Infermieri, il cuore dell'Ospedale

Infermieri, il cuore dell'Ospedale

Quella dell'infermiere è una figura fondamentale nell'Ospedale. Ne abbiamo parlato con Elena Raucci,
del 28 Dic 2016
Infermieri, il cuore dell'Ospedale Nell’Ospedale Evangelico Villa Betania le infermiere e gli infermieri rappresentano il 50% del personale. Una figura, dunque, di cui non si può fare a meno e che avrà sempre maggiori responsabilità. Ne abbiamo parlato con Elena Raucci, la dirigente dell’Area infermieristica dell’Ospedale, una delle persone che lavora da più tempo nell’Ospedale. Ci arrivò nel settembre 1978 chiamata dal fondatore, il dott. Teofilo Santi, che ha conosciuto personalmente. Dal 1982 è stata la coordinatrice delle infermiere ostetrico-ginecologiche fino al 2000 quando ha assunto la responsabilità del settore infermieristico.
 

Domanda. Qual è il ruolo dell’infermiere nell’Ospedale?
Risposta. L’infermiere è fondamentale nella vita dell’Ospedale, il buon funzionamento della struttura passa senza dubbio per questa figura professionale che ha, innanzitutto, la responsabilità della cura della relazione con il paziente. Negli ultimi anni il nostro ruolo è cambiato radicalmente, tranne che in un aspetto: l’umanizzazione della permanenza in Ospedale.
 
D. Quali sono le difficoltà maggiori che incontrate nel vostro lavoro?
R. La difficoltà più grande, che è anche una criticità della nostra struttura in questo periodo, deriva dal sovraffollamento. Il notevole afflusso di persone non ci consente di accudire ognuna come vorremmo.
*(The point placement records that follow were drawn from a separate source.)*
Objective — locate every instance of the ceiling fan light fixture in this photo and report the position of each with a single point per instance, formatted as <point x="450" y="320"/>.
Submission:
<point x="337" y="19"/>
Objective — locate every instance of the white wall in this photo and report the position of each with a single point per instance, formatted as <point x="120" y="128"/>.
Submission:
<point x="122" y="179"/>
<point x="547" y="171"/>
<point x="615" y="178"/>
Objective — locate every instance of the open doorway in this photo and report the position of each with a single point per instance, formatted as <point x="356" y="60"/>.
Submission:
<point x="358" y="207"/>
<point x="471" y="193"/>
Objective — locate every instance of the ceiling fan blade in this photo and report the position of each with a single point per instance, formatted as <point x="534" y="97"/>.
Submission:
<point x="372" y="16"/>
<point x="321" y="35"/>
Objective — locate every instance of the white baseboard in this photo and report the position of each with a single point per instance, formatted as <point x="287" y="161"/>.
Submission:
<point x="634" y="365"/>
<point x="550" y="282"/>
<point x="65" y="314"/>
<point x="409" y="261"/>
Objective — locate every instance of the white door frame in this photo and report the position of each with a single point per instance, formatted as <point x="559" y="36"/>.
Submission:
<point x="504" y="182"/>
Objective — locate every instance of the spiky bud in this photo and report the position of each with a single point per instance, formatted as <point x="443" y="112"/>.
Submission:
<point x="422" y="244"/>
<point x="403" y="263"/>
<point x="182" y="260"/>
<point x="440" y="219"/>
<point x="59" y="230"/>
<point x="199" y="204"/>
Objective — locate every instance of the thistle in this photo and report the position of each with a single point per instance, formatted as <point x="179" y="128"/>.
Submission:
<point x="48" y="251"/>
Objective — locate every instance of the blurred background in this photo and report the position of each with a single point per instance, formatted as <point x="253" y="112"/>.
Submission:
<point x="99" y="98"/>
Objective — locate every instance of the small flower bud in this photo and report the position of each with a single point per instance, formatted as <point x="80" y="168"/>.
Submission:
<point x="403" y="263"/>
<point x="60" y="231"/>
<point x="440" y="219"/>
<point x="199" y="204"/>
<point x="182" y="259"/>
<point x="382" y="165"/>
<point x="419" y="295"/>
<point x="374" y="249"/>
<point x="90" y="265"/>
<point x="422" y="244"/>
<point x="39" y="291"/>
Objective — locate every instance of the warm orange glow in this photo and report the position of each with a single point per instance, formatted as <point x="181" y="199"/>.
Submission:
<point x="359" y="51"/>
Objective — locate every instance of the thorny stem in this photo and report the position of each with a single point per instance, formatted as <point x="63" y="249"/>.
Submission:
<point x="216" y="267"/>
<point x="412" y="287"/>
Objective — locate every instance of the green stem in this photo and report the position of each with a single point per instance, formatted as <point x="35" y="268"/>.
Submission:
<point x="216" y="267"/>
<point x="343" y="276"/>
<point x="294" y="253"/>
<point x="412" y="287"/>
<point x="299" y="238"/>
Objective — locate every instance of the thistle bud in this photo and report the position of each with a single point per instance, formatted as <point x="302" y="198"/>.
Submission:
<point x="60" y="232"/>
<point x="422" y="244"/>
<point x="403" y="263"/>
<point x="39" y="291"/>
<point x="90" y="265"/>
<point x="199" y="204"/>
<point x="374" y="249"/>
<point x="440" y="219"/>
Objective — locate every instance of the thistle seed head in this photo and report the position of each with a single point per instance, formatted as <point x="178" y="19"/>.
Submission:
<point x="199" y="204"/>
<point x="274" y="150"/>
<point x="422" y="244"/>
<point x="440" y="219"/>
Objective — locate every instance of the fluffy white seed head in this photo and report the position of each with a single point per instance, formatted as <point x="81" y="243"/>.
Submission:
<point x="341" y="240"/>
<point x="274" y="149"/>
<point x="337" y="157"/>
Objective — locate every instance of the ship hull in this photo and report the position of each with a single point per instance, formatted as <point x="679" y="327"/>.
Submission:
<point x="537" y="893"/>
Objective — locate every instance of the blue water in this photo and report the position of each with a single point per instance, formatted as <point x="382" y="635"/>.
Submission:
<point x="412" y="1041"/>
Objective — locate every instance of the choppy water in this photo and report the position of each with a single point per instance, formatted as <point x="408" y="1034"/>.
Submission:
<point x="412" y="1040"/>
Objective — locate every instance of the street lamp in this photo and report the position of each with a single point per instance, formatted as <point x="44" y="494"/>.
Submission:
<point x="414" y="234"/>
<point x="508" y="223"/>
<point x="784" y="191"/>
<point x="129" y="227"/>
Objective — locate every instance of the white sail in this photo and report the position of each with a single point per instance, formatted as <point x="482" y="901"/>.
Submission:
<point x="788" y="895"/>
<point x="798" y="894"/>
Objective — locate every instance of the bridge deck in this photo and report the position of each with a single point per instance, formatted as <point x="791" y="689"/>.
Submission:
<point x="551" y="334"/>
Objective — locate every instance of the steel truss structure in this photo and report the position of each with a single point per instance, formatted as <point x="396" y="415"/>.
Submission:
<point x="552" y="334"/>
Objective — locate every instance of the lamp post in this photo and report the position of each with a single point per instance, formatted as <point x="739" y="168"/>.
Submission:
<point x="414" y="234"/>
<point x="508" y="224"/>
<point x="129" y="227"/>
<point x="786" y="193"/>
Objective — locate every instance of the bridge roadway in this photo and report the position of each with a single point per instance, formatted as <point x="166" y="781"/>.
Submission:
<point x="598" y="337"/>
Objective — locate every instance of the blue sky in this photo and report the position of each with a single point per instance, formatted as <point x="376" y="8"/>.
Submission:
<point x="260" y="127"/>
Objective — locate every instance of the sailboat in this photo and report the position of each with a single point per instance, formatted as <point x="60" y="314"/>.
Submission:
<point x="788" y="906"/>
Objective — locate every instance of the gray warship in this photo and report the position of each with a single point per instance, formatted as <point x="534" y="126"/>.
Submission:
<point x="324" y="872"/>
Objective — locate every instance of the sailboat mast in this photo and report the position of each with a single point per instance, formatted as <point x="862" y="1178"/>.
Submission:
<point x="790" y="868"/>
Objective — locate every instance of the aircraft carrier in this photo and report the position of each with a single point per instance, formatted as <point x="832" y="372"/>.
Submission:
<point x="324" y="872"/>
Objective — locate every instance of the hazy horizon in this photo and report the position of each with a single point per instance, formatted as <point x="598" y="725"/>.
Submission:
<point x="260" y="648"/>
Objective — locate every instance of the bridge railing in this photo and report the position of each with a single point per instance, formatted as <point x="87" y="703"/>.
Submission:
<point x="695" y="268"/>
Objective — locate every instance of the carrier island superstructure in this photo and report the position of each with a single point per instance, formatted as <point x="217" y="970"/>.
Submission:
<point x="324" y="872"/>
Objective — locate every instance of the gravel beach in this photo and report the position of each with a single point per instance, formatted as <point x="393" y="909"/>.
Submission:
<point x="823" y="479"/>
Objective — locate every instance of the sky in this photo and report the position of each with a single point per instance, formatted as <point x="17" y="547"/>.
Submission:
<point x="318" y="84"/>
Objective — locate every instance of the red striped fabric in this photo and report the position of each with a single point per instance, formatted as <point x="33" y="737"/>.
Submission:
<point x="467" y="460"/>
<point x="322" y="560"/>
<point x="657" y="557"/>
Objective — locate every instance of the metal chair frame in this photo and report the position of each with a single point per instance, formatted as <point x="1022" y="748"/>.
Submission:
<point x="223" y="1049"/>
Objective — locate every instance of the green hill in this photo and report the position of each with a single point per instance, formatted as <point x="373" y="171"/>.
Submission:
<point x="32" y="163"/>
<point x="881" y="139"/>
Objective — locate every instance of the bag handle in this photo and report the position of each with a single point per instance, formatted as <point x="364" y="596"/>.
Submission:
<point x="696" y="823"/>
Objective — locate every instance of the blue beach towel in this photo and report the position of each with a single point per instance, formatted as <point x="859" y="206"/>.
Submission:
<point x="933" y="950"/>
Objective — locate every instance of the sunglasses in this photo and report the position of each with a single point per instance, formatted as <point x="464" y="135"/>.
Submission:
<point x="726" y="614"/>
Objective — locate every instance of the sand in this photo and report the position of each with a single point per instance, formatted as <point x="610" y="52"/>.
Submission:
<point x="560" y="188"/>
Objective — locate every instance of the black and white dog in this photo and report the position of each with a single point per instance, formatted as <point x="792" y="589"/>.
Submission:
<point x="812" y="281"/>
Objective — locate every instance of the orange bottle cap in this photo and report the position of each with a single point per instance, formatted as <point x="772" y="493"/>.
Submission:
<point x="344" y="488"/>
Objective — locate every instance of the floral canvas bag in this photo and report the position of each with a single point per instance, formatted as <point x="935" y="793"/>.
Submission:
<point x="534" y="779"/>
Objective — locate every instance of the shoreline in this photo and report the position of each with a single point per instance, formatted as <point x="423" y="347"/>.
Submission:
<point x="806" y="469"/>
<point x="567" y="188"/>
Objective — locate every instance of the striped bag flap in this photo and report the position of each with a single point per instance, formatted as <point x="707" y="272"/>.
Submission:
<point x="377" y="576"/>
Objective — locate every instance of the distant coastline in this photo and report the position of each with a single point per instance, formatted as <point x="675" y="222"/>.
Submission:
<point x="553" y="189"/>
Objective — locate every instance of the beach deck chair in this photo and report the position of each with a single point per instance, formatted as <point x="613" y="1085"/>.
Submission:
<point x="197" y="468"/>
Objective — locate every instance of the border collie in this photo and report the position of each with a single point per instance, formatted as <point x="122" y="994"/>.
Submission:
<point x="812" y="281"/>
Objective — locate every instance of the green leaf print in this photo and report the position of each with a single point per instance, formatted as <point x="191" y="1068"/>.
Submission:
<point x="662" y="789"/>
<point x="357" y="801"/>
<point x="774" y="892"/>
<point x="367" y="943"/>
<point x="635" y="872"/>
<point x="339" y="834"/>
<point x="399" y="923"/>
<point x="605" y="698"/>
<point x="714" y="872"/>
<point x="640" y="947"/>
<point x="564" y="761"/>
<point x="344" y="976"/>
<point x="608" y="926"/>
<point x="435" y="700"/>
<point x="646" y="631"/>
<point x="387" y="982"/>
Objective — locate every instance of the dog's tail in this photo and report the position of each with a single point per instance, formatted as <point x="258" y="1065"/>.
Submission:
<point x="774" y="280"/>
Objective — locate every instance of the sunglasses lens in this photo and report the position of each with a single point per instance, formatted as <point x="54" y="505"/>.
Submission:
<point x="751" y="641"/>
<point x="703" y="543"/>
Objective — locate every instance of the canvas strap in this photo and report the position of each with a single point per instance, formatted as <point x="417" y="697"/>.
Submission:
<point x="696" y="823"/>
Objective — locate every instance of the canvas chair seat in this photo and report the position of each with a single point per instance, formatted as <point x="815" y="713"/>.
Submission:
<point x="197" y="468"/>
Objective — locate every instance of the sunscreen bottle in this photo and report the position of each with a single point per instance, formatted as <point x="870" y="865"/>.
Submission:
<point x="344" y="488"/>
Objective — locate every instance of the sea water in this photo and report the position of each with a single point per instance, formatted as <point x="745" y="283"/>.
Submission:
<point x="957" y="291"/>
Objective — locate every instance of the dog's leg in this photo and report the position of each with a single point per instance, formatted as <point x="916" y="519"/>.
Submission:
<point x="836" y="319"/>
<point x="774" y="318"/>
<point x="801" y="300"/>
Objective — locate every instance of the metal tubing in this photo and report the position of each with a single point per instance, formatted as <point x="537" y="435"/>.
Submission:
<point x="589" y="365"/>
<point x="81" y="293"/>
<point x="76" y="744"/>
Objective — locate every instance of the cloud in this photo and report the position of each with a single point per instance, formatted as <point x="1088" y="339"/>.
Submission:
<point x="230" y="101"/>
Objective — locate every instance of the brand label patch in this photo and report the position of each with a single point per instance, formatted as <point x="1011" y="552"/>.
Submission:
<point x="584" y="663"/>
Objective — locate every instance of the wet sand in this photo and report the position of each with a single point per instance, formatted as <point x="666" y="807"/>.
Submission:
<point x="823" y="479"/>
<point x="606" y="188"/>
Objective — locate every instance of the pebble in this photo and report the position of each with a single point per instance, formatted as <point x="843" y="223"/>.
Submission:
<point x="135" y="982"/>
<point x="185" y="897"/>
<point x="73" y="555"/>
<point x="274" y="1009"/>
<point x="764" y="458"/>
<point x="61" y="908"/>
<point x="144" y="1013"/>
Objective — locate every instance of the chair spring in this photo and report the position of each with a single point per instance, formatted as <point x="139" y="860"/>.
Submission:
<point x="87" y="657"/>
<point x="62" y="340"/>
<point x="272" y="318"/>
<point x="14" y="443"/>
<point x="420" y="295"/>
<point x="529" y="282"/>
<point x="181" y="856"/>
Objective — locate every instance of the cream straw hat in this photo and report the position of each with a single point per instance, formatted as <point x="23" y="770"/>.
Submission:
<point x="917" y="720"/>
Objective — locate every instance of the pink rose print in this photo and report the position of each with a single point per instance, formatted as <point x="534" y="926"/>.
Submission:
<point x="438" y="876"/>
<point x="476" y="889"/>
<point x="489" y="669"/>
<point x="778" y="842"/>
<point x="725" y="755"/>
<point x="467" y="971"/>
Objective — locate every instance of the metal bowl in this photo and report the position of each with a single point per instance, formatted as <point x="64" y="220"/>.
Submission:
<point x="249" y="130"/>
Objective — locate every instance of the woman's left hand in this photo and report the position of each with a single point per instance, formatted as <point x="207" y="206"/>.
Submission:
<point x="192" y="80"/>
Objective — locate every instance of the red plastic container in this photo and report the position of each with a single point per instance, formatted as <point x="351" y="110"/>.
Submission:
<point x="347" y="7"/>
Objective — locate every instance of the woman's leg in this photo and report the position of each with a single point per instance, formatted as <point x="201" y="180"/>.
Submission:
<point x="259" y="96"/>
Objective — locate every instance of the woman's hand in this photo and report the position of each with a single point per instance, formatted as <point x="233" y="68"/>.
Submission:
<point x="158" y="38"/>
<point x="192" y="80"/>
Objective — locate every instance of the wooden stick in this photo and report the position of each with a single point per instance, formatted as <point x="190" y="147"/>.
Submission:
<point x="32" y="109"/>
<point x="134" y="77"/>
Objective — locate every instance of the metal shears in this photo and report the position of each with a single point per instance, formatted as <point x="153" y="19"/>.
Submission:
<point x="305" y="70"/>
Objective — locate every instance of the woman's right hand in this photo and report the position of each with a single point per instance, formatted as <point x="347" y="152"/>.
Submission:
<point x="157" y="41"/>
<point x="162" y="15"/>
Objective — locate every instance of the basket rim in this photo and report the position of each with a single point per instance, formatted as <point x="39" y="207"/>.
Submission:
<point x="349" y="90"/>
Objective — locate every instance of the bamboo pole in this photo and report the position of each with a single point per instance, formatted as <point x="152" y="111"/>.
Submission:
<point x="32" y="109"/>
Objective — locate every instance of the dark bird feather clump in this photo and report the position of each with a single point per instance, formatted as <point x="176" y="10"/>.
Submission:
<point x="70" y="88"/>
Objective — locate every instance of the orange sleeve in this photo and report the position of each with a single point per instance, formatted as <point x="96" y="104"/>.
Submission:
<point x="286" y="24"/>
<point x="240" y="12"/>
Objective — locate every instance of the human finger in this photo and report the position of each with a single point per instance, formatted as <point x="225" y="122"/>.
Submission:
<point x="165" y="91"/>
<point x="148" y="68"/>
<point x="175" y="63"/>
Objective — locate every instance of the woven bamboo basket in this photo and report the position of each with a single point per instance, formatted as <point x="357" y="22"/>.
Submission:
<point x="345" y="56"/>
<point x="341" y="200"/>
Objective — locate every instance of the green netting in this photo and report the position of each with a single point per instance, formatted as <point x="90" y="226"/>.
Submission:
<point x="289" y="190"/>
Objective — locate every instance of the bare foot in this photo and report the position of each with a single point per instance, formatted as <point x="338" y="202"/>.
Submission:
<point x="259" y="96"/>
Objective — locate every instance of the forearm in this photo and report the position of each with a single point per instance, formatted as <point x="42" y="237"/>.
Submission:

Non riusciamo così a mantenere alta la qualità della relazione e dunque anche quella assistenziale, anche se quest’ultima è comunque sopra la media rispetto ad altre strutture sanitarie del territorio.
 
D. Com’è cambiata la figura dell’infermiere?
R. La figura dell’infermiere è cambiata radicalmente, così come il percorso formativo. Oggi gli infermieri sono laureati e hanno conoscenze e competenze che non avevamo noi in passato. Anche se io sostengo che è la pratica che fa il buon infermiere. Alle nuove infermiere che si presentano con il loro curriculum e in alcuni casi il biglietto da visita io, accogliendole, rispondo: il biglietto da visita ve lo farete da sole! E poi, attenzione, la laurea porta ad essere dottori in scienze infermieristiche, ma la nostra missione resta l’assistenza. Questo lavoro ti deve piacere, è una missione. E qui, in particolare, cerchiamo ancora oggi di lavorare con lo stile del fondatore, il dott. Teofilo Santi che credeva molto nel ruolo dell’infermiere e invitava medici e infermieri alla cura della relazione ancor prima che della malattia.
 
D. Com’è cambiato, invece, il rapporto medico-infermiere?
R. Purtroppo è sempre difficoltoso. I medici fanno fatica a riconoscere il nostro ruolo. Noi non siamo meri esecutori delle indicazioni del medico, il nostro lavoro è complementare a quello dei medici e lo sarà sempre di più. Noi siamo il tramite tra il medico e il paziente. L’infermiere dovrebbe avere maggiore autonomia e dall’altra parte responsabilità. Ricordo ancora quando nel 1978 arrivai a Villa Betania, dove mi aveva portato il dott. Mauro, e fui conquistata dallo stile del dott. Santi ma anche dall’atmosfera che si respirava qui, eravamo una grande famiglia. Il lavoro era tanto e le risorse umane poche. In quegli anni qui si effettuavano 2500-2600 parti all’anno. Alla clinica Ruesch, dove avevo iniziato a lavorare, le infermiere erano considerate cameriere di lusso. Una cosa che proprio non sopportavo.
 
D. Per concludere, consa consiglia a giovani infermieri?
R. Il nostro lavoro, il lavoro di infermiere, sarà sempre più importante in futuro. Oltre alla preparazione, che è fondamentale, bisogna curare molto le relazioni: con i colleghi, con i coordinatori e ovviamente con i pazienti. Il nostro è un lavoro fatto di ascolto, tanto ascolto, di attenzione, di dedizione, di sacrificio. Per gli infermieri passa una parte importante dell’umanizzazione di una struttura sanitaria.